French auteur Gaspar Noé excited audiences with his first two films, the excellent CARNE and the sequel SEUL CONTRE TOUS which were both an hour or so long. But Noé pushed the limits with ENTER THE VOID and IRREVERSIBLE and he continues to do so with his new film CLIMAX about a troupe of dancers on acid.
What can one do with a troupe of real dancers? Noé proves that more than everything can be done. His film can be divided into 5 parts – the interviews; the group dance; the mingling of the dancers; the individual dances; the sex that occurs after the acid takes effect and the climax (aftermath). Even if all else fails, the dance choreography is so good, many done with one long take, that watching these dance segments is worth more than the ticket price. I myself, would watch the film again just for the dance sequences.

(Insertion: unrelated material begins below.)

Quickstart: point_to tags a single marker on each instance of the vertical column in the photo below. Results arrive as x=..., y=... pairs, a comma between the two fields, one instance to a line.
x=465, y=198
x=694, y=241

The film begins with the dancers being interviewed by an unseen male and female interviewer. This sequence takes about 15 minutes and the audience sees the obsession of the dancers. “Dance is everything.” “I will commit suicide if I cannot dance.” “I would do anything to be able to dance in the troupe.” To the last comment, Noé pursues the implications further, bringing light to the current sexual abuse in the entertainment industry, but with an intelligent difference. The two dancers who make the identical last comment are probed further to the point that their sexual offers might be accepted. Noé uses the males instead of the females to be accosted and the possible guilty party to be one male and one female.
The troupe’s dance number is nothing short of stunning. Forget the dances in any other television show or dance movie. This is the real thing – real dance from the streets, expertly choreographed by gifted dancers.
When the dancers start mingling, the audience discovers more about each individual, their sexual orientation, who each has the hots for and how one might be related to another. This is the time the dancers take to the spiked sangria. The LSD (acid) takes about a hour to take effect.
The film breaks out into dance again. This time it is individual dance where each dancer is given the chance to perform solo. Noé uses the overhead shot. The camera displaced above and each dancer moves in a and then out of the spot, with the dance performance seen from a bird’s eye view. It is uncommon to shoot dance numbers this way, but it is nevertheless inventive and effective.
The last two segments are not so easy to watch. Once the dancers start to feel the effect of the drug, their emotions come loose and sex begins leading to the films climax which unfortunately is not so entertaining as the dance sequences. Noé’s camera goes upside down with lighting going on and off so that not every scene can be deciphered clearly.
Noé never fails to shock and to push his filming limits. CLIMAX shows Noé at one of his most effective, disturbing though not disgusting.